Noel Whittaker Sunday Times 17 Sept 2017
People’s attitudes to money are amazing. They’ll spend most of their lives working for it, worrying about it, and fighting over it, yet many won’t give more than a passing thought to what will happen to it when they die.
Nearly 50 percent of people die without a will, and most of the remainder seen content to use a do-it yourself form from a stationary shop, or grab the first free offer they can find.
This is an unfortunate attitude because the cost of having no will, or a badly drawn-up will, is far higher than the legal fees to get it right in the first place.
One of the most common mistakes is for a couple receiving Centrelink benefits to leave all their assets to the survivor in the event of the death of one of them. The problem arises because the Centrelink income and assets tests are different for couples and singles.
Let’s think about a couple in their early 80s who own their home, as well as a car and personal effects worth $30,000.
They also have super, bank accounts and other investments totalling $560,000. As a couple, they are entitled to an aged pension of about $18,500 a year.
If one of them dies, and all assets are left to the survivor, that person will be over the limit for the single pensioner assets test and will lose their pension entirely. That’s a double whammy – losing your partner and your pension simultaneously. If the will had left part of the financial assets to their children the survivor would have retained a part-pension.
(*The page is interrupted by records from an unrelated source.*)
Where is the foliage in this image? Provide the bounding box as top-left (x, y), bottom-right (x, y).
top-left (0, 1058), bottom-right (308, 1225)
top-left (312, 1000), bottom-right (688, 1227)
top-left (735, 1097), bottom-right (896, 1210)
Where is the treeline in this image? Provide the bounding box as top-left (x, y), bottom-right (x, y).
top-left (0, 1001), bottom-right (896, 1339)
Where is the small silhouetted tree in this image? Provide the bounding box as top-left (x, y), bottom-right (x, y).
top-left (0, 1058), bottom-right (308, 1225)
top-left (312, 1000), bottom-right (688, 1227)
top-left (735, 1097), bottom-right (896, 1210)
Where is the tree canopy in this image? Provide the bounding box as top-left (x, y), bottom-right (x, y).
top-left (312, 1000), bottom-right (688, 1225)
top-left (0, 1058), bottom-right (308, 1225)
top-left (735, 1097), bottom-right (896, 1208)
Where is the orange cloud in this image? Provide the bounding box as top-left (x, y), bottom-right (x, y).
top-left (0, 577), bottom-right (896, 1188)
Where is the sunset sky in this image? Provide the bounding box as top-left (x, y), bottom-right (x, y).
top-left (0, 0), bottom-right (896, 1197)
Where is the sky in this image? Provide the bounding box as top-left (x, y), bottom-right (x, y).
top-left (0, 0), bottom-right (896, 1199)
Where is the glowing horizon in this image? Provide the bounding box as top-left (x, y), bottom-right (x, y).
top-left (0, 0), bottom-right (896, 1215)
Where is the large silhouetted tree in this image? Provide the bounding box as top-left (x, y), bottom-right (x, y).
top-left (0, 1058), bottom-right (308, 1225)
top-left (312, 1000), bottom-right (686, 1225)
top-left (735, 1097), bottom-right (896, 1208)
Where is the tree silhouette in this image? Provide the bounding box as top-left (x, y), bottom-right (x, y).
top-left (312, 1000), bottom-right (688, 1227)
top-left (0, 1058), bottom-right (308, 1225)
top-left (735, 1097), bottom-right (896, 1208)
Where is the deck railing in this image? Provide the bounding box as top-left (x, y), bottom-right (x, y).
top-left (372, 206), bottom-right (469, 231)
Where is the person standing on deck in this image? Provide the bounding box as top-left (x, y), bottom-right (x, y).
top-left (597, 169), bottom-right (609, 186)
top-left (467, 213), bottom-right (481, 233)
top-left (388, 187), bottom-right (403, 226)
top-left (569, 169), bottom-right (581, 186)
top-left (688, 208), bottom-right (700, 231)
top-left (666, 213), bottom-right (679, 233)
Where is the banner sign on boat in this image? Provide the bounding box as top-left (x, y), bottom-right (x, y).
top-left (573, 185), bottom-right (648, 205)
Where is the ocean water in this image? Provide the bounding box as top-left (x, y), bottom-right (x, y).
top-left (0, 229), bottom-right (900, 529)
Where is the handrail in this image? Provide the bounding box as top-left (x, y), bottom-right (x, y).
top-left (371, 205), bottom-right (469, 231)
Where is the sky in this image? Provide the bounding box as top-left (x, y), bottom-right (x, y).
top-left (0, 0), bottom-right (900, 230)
As always, the solution to the problem is to prepare for it. Long before death is imminent it is wise to involve the entire family to reach agreement on what assets will be left to individual family members if there are any, or other people or entities if there is no family. In the example above, the couple were both elderly and it would be reasonable to assume that their needs for a big sum of investment capital would be less than they once were.
They certainly can’t make gifts now because they would be hit by the Centrelink deprivation rules, but they could frame their wills so that some assets could be left directly to other beneficiaries when one of their partners die.
Suppose this couple had three children, and changed their wills so that $100,000 of investments went to each child on the death of either parent. The outcome changes completely. The assessable assets for the survivor would reduce to $290,000 and instead of losing the entire pension, they would get a small increase.
The pension would rise to about $20,300 a year. The survivor would have the pleasure of watching the children benefit from the legacy, and would retain an unencumbered property, $260,000 of investments and an increase in pension.
Just reflect on that for a moment. If the survivor lives for 10 more years, the value of the pension over that time would be close to a quarter of a million dollars, while the peace of mind that would come from retaining the pension and watching the children enjoy the legacy would be priceless. All for a cost of a few hours and maybe a couple of thousand dollars.
Almost everybody you know will have some story about hassles caused by a badly prepared will, or worst still – no will at all. That’s a pity, because it doesn’t take much preparation to stop these types of problems before they arise.
Just make sure you involve your solicitor, your financial adviser and your accountant when drawing up or reviewing a will – each is a specialist in a different but important area.